My dream was clouded by stuff; it was lost in stuff.
Slowly, I made my first bag of stuff. Then another, then another.
What a dreadful, heartbreaking process it has been.
Every single scrap of stuff has had to be sat with, held, and grieved over,
as if I am sending every piece of stuff to its death.
It has to die in me, but before I could let it go, I had to remember
all the stories we have made together, this piece of stuff and me –
Where I found it, how long we have been together, whether, when I found it,
it was dirty or clean, broken or fixed.
Oh, who will love this stuff now that person cannot be me?
My collection of 100 porcelain birds was reduced to ten. My glass animals to two.
My twenty porcelain figurines to seven. My immense weight of carnival and green uranium glass to a few choice bits. My china Cinderella carriages from five to one.
The mirrors and picture frames under the bed have quartered. You get the idea.
Every piece was held, kissed and cried over. I am not sure how I have survived this terribly stressful time. There is a chasm inside me I fear will never be filled.

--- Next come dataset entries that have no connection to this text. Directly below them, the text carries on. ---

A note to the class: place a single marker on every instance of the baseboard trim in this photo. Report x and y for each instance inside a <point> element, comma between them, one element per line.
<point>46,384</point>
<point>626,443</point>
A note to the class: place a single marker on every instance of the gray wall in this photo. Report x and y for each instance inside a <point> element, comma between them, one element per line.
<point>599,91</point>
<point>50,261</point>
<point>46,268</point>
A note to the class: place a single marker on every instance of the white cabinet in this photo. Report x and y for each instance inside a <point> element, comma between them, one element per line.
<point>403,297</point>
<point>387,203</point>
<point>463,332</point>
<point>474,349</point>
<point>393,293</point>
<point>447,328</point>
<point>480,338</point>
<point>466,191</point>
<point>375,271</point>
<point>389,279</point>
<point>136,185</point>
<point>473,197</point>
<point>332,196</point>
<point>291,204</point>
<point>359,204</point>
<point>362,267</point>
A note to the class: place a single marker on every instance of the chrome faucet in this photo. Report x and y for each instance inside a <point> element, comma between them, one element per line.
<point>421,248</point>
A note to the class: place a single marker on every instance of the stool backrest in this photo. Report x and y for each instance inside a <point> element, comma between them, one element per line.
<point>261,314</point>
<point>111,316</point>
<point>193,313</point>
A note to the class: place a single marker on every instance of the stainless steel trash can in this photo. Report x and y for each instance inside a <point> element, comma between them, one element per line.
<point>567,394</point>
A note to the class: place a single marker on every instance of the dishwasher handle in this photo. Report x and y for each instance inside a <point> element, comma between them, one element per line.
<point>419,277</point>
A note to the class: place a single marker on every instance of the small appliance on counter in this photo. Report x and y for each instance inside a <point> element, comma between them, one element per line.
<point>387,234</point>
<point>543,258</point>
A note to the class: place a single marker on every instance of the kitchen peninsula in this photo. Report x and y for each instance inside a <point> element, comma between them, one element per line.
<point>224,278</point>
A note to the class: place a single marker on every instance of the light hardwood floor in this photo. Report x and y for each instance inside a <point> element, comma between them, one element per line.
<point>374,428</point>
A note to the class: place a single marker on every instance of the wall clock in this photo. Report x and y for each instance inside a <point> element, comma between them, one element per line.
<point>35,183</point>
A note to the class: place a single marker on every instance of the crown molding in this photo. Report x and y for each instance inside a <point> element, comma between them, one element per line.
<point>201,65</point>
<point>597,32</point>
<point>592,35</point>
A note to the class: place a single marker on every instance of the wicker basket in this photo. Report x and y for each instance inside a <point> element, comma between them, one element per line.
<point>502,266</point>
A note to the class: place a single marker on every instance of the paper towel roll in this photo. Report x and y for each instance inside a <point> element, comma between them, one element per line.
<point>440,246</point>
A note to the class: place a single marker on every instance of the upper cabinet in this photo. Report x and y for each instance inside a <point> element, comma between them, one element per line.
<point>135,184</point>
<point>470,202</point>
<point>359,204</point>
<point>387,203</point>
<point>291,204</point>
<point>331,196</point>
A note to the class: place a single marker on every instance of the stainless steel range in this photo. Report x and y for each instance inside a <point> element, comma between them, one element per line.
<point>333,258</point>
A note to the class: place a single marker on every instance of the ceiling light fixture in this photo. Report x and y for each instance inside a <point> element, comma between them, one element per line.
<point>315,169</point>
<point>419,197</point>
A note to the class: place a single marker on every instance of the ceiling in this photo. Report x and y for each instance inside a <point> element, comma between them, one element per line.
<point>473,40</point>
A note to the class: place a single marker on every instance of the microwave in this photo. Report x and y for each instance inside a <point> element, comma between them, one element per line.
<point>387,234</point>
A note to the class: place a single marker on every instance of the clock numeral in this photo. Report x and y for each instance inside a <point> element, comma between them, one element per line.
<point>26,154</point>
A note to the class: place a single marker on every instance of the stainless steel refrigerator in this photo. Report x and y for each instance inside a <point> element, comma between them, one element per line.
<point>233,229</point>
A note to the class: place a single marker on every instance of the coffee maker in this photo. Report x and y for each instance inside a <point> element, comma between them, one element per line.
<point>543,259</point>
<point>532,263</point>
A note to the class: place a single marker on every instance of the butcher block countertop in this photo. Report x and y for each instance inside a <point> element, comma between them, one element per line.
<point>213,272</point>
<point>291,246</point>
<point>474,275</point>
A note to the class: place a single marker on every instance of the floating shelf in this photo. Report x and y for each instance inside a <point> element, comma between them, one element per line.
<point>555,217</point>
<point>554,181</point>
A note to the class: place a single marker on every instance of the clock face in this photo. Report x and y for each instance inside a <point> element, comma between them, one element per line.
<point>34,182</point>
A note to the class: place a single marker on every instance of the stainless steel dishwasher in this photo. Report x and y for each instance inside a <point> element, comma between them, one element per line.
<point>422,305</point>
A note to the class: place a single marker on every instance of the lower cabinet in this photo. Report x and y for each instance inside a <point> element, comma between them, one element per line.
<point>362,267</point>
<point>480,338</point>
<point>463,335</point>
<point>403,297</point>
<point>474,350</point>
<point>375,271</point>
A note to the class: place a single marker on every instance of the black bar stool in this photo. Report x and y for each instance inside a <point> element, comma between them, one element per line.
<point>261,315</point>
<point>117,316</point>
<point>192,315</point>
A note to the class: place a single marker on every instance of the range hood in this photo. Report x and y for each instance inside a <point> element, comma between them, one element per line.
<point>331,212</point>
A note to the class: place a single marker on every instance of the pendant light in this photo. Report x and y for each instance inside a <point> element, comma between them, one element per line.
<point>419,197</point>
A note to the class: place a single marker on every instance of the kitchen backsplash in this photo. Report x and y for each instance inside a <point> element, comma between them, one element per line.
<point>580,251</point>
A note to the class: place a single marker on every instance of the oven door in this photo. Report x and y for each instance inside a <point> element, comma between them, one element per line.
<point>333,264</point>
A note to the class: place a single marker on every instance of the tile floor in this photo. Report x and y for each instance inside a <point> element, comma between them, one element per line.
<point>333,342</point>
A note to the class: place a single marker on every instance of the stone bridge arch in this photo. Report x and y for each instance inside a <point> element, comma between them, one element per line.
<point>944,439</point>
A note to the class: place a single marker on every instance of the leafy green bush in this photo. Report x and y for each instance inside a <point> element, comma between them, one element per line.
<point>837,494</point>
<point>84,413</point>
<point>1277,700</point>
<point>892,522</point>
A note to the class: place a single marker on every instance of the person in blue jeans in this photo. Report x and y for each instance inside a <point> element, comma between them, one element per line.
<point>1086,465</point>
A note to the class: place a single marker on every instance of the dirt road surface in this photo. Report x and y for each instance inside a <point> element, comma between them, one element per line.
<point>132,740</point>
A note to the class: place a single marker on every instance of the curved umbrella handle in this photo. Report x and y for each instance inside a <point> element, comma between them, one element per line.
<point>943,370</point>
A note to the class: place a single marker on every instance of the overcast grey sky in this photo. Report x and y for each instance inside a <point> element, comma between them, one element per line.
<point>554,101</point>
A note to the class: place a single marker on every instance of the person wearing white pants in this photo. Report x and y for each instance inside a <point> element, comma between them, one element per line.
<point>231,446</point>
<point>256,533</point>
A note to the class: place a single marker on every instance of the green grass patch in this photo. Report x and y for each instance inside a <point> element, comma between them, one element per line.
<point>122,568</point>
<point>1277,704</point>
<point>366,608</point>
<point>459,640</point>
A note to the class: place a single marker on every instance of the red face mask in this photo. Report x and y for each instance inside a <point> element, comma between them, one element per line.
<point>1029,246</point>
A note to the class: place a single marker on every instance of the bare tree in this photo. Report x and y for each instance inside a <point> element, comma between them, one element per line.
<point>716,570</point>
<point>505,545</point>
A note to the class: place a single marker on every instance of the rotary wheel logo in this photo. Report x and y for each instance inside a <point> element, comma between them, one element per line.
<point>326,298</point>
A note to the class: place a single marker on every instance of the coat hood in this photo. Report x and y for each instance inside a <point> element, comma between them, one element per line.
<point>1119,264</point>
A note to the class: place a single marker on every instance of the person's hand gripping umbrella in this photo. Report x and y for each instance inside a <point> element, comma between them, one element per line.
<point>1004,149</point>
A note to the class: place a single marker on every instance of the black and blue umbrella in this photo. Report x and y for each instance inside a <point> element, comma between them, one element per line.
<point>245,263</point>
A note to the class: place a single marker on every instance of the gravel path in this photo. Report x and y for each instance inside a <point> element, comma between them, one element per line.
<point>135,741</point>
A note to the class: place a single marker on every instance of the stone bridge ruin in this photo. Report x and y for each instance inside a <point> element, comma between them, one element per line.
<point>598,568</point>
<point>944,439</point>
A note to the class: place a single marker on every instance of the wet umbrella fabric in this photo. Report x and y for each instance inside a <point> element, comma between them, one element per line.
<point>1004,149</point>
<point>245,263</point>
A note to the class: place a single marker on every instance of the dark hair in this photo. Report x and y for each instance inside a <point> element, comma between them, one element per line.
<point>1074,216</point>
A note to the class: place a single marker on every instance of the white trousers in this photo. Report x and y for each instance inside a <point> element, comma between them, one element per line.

The sense of mourning I have is desperately raw and sharp, like my guts are a bag
of cold steel cutlery. As each bag has been taken away, I have wanted to run after
the car, begging it to return.
I am trying not to feel embarassed that nobody seems to have noticed the efforts
I have made. Perhaps it is testament to the sheer amount of stuff still remaining
that it looks as if nothing is gone. I know though – I recognise the pits, caverns
and catacombs of absence everywhere, even if those places are now filled with books, books and more books. I feel now as if I might be a lot more ready to send that proposal off again. I feel as if I have altered the path of my dedication from stuff
to books fully this time. No half measures. There is more room, somehow, in myself.
This is what the photograph at the start of this essay represents. What was on the top of this cabinet was a huge pile of stuff. What is there now, is much less. It’s a pile of books and a vase, for now, I have elected to keep. The books say
…………………………welcome, PhD Jane. This is now a dedicated space.
Above them is the painting I did for my last poetry collection, Be Feared. I got it out from under the bed, because, why not be proud of this sort of thing? You can see the Thinking River here too – it passes into the mouth and out from the calavaria, or vice versa. The blockage between is my own head. I live in hope.
Perhaps one day, the wider literary world will realise that I am here. Perhaps one day, I’ll be accepted as a PhD candidate. Believe this or not, but the rain has begun to fall right now, on the clear plastic roof where I am sitting, typing this.
The waters are gathering. I can decipher no mystic message in this, though I am trying to do so. The waters cannot tell me if I will ever succeed in my endeavors. At least,
I think, we both are managing to join up a few of those dots.